On January 31 Századvég published a public opinion poll in which it claimed that only half of the country’s population consider Hungary’s membership in the European Union “useful [but reject further integration].” Specifically, 49% of the population find the membership “advantageous” from Hungary’s point of view while 39% consider it “disadvantageous.” The rest, 13%, are undecided. Eurobarometer came out with somewhat similar results: only 47% of those asked said that “they have trust in the European Union.”
I was somewhat surprised by these findings because a couple of days before Századvég’s results came out I read about another opinion poll, conducted by Medián, which emphatically stated that “those who are in favor of Hungary’s membership in the Union are still in a significant majority.” As of last December, according to Medián, 71% of the Hungarians expressed their satisfaction with Hungary’s membership.
So, whom we should believe? Actually, it is possible that all these polls are accurate because the answers very much depend on the way the questions are phrased. Surely, there is a difference between “useful,” “advantageous,” or “trust” in connection with Union membership.

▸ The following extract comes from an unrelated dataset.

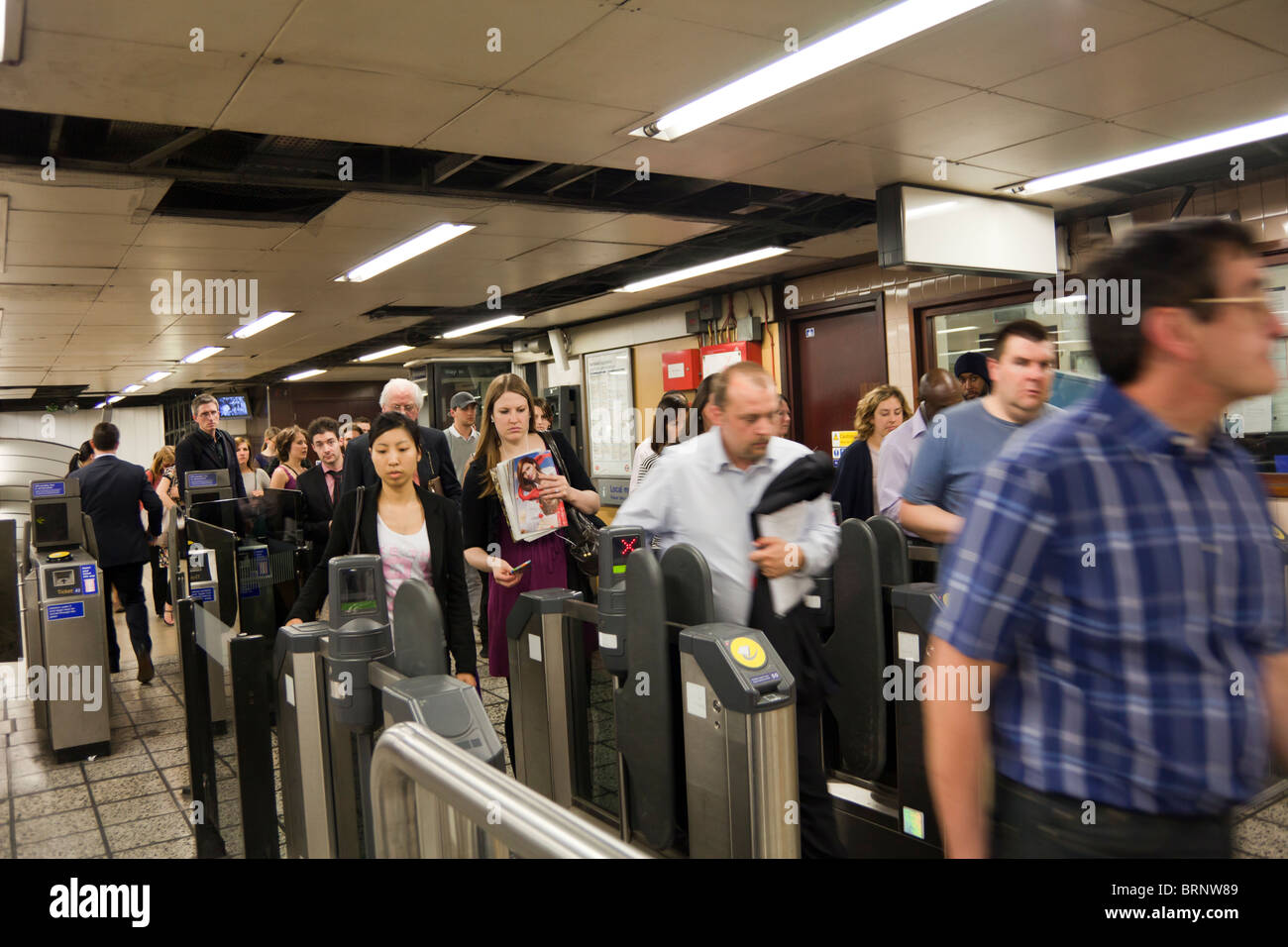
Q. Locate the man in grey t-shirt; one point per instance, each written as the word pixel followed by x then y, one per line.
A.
pixel 962 440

Let’s focus on Medián’s results because this company has been conducting monthly surveys on this question ever since 2004. At the 2004 referendum 84% of the voters opted for membership, and pro-EU sentiment remained relatively stable through 2008 when it was 81%. Since then the numbers have dropped, steadily but not dramatically. In 2011 71% of Hungarian voters were still on board. Interestingly enough, Medián claims that 80% of Fidesz voters favor Hungary’s membership in the Union, while MSZP voters are somewhat less enthusiastic (74%). Even Jobbik voters are not as anti-European Union as one would think after hearing some of Gábor Vona’s speeches. Half of Jobbik sympathizers would still vote for EU membership if the referendum were held today.

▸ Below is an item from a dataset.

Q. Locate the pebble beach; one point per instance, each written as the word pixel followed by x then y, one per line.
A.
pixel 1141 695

In December 2011, the last time Medián checked the situation, only 25% of the population was ready to support Viktor Orbán’s “war of independence” against the IMF and the European Union. It is possible that in the last month the situation has changed as a result of the European Union’s firm stand against Viktor Orbán’s new constitutional arrangements. László Beck, director of research of Medián, said in an interview that he considers Viktor Orbán’s anti-European statements counterproductive because in his opinion they only strengthen the euroskeptic Jobbik camp. As Fidesz voters abandon the party there is a likelihood that, inspired by the anti-union rhetoric of Orbán, they will actually join Jobbik.
If Medián’s monthly survey is correct and support for Hungary’s membership in the European Union is strongest among Fidesz voters, then what on earth can we make of the huge mass demonstration dubbed “Békement” (Peace Walk) on January 21 when, according to the lowest estimates, at least 100,000 people demonstrated in support of the Orbán government? The demonstration was announced on January 11 and at that point the organizers claimed that the demonstration was supposed to express their displeasure at the “misleading and biased news in the international media that shows Hungary in an unfair light.” A week later, the organizers emphatically claimed that “they are going to demonstrate for Hungary and for Europe.” They say “yes” to Europe but “no” to what “certain political and media circles say about Hungary.” This is a far cry from the eventual message of the demonstration. The leading organizers carried this huge sign at the head of the demonstration:
To defend the country from unfair criticism is very different from not wanting to become a colony.
Surely, Fidesz and the government were behind this demonstration. It was most likely organized to coincide with Viktor Orbán’s impending meeting with José Manuel Barroso, president of the European Commission. It was supposed to show that Viktor Orbán’s government is still popular and, perhaps more importantly, that Hungarians are angry. In fact, they are so angry that if the European Union is too high handed with the prime minister of the country they will revolt against the colonizers.
One can be almost certain that this was the message Viktor Orbán himself conveyed to Barroso. Whether during their two-hour talk Barroso said that European politicians in Brussels are fully aware that some of this anti-European Union sentiment is actually fueled by Viktor Orbán himself we will never know. Did the trick work? Again, we don’t know.
But we do know that Orbán’s attitude during his last visit to Brussels was very different from his earlier behavior, for example, on the fast track pact talks in December. If Orbán now plays the role of the devoted supporter of the European Union, what will those people in the Peace Walk say when they realize that they demonstrated in vain against Hungary’s colonial status, that their beloved prime minister is himself selling out the country to the colonizers in Brussels?
One could say, let that be Viktor Orbán’s headache, but there is the possibility that the Hungarian prime minister’s tricky political games will backfire and that the only beneficiary of his double talk will be Jobbik, which is only too ready to receive disappointed Fidesz fans. Two weeks ago at a Jobbik demonstration people tried to burn a European Union flag and today Jobbik politicians blamed the EU for the bankruptcy of Malév. Where will it end?
Abroad Hungarian government propaganda tries to convince foreign politicians and the public that the “moderate” Fidesz government is the only party that can stop the tide of the extreme right in Hungary. But this is a thoroughly misleading depiction of the real situation. Fidesz, and particularly Viktor Orbán himself, is responsible in large measure for the shift in Hungary toward the extreme right.